Pourtant, de Gaulle en 1963 avait proposé quelque chose au travers du Traité de 1963, mais lorsqu’il a fallu choisir entre le projet de de Gaulle et l’OTAN, le Bundestag a choisi l’OTAN, ce qui revenait à confier aux Etats-Unis la défense de l’Europe. Il y a bien eu, voici quelques années, un projet de mise en commun d’un certain nombre de moyens appartenant à des forces armées nationales, mais rien de purement européen. Tout ceci pour dire que, dans les faits, l’Europe n’existe pas et que seuls les Etats-nation qui la constitue ont une existence réelle. Le problème des migrants est très révélateur de cette non-existence. Vu de l’extérieur, les réfugiés ont tendance à utiliser plutôt les faiblesses de l’Europe, et dans ce cas précis, Schengen est une réelle faiblesse. Par contre, une fois qu’ils sont à l’intérieur, ils entendent choisir le pays qui sera leur destination finale.
Ne pouvant ni mettre un terme en agissant à la source, ni pratiquer d’une façon efficace le « tri » entre réfugiés politiques pouvant obtenir un droit d’asile et réfugiés économiques en quête d’une vie meilleure, paralysée par ses divisions internes entre pays qui défendent leurs propres intérêts, l’Union Européenne va de crise en crise, restant seulement une zone de libre-échange vassalisée par la finance internationale. Les accords de Schengen, longtemps montrés comme le symbole d’une Europe sans frontière, donc unifiée, ont été emportés par le flot des immigrés alors qu’ils devaient jouer aux frontières de l’Union Européenne un barrage infranchissable. La digue étant emportée, il n’y avait plus d’autres possibilités que de rétablir les frontières nationales.
Cela ne règle malheureusement pas le problème des pays frontaliers de l’Union Européenne qui doivent maintenant se débrouiller par eux-mêmes alors que, ironie du sort, ils sont les moins bien nantis.

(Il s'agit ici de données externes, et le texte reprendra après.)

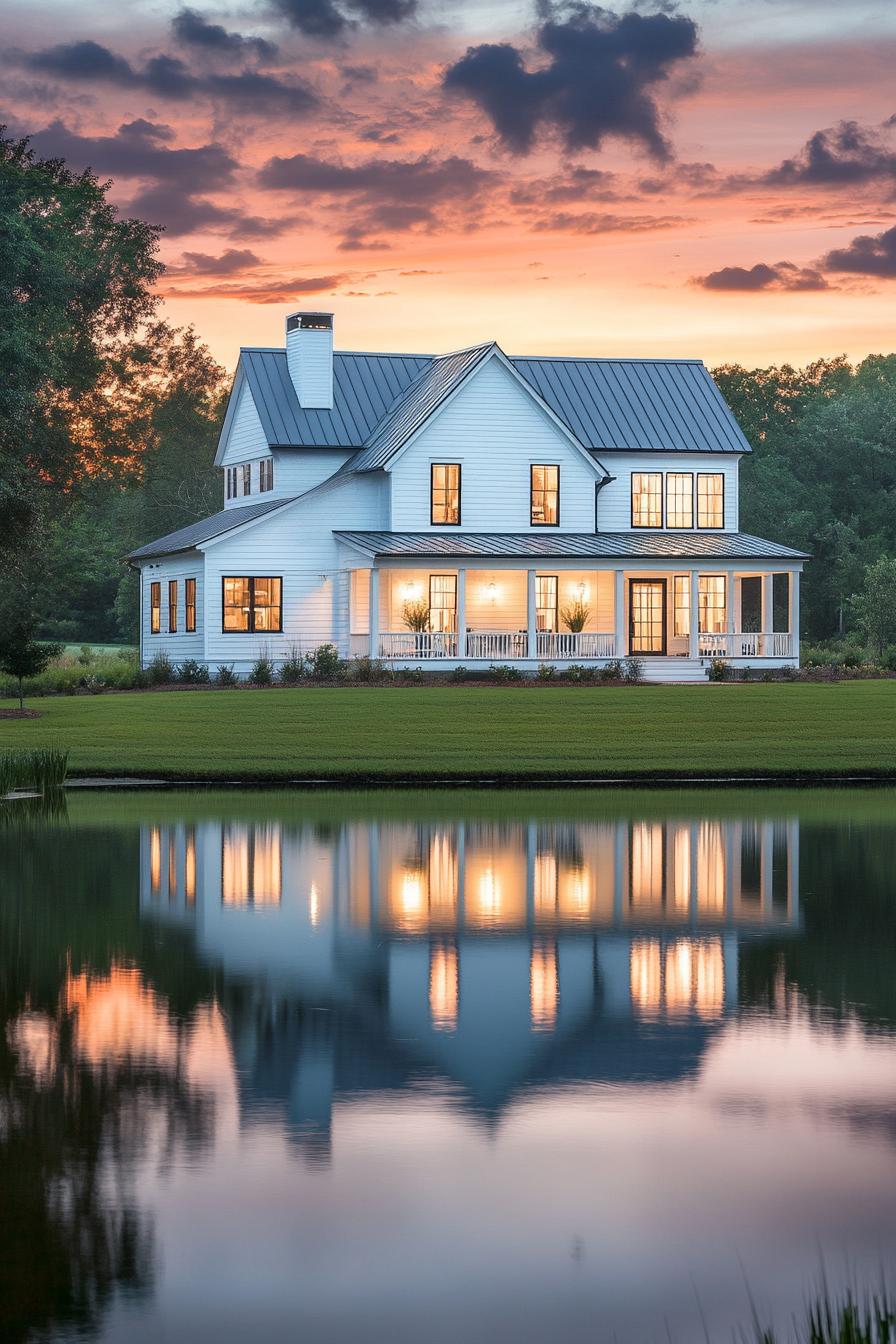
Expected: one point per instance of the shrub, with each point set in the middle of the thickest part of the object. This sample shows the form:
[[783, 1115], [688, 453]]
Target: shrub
[[325, 663], [504, 672], [161, 669], [293, 667], [262, 672], [633, 671], [194, 672]]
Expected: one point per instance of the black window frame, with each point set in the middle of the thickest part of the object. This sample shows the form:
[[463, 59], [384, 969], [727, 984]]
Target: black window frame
[[251, 579], [172, 606], [709, 527], [435, 522], [543, 467], [190, 605], [648, 527]]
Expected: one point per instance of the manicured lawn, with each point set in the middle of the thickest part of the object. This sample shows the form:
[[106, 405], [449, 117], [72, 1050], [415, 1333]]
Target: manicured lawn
[[473, 731]]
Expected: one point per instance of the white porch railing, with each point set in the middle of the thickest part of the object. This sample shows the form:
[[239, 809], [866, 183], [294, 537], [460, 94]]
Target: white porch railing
[[575, 644], [762, 644], [497, 644], [418, 644]]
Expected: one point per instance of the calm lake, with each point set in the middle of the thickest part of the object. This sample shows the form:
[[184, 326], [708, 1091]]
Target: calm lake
[[443, 1066]]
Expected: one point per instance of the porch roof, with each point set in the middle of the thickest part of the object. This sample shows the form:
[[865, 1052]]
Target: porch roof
[[661, 546]]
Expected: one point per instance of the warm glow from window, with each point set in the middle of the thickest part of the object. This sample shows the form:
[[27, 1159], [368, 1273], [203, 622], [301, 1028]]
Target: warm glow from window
[[646, 499], [443, 988], [543, 985]]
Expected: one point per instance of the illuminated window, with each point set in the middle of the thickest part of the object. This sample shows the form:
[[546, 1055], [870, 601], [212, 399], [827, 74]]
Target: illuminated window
[[190, 605], [443, 602], [546, 602], [445, 492], [543, 987], [681, 605], [253, 605], [646, 499], [711, 604], [680, 499], [443, 988], [711, 499], [544, 496]]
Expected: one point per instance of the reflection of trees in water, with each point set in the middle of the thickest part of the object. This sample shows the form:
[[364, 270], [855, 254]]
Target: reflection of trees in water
[[74, 1124]]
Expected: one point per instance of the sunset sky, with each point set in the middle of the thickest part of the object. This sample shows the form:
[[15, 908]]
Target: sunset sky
[[713, 179]]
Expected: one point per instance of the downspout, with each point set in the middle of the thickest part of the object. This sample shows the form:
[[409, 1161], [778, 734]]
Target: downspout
[[598, 487]]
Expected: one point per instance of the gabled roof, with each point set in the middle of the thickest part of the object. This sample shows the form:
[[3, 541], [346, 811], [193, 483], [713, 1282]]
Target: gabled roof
[[629, 405], [191, 536], [666, 546]]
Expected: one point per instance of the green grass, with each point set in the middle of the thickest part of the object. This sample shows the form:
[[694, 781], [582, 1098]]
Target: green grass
[[466, 731]]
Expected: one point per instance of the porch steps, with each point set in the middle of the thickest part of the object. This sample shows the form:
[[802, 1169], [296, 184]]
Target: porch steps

Evidemment, nous avons droit chaque matin à notre couplet répété à satiété par tous les fédéralistes partisans d’une Europe « supranationale » (Ce qui, entre nous soit dit, ne correspond pas à grand’chose) : « l’Europe ne fonctionne pas car il n’y a pas assez d’Europe… » Qu’il faut interpréter comme un manque crucial de fédéralisme européen cause de tous les problèmes rencontrés.
Ces gens-là oublient simplement que faire un Etat fédéral impose de trouver des règles de fonctionnement communes et qu’il faut se mettre d’accord sur ces règles à 28 Etats. De plus, le fédéralisme impose une mise au pot commun pour le financement de l’Etat. On ne parle même plus « d’eurobonds2 » mais de recettes fiscales communes qu’il faudra ensuite répartir entre les membres de la fédération. Il faut donc que les riches payent pour les pauvres, et voyant comment se manifeste aujourd’hui la solidarité entre Etats, on peut douter du succès de la démarche.
Alors, il faut être lucide. Si au bout de 65 ans il n’existe toujours pas de réalité à l’Union Européenne, on peut se demander si elle est vraiment souhaitée par les peuples ?
Il y a fort à parier que pour de nombreuses années encore, la question posée par Henry Kissinger en 1970 « l’Europe, quel numéro de téléphone ? » ne recevra pas de réponse.
1 On cite souvent comme « pères de l’Europe » Jean Monnet, Robert Schuman ou Paul Henri Spaak.
2 Les « eurobonds » auraient consisté à émettre des bons du Trésor Européen. Or, il n’existe pas de Trésor Public Européen et un certain nombre de pays, dont l’Allemagne, ont toujours été fortement opposé à ce projet.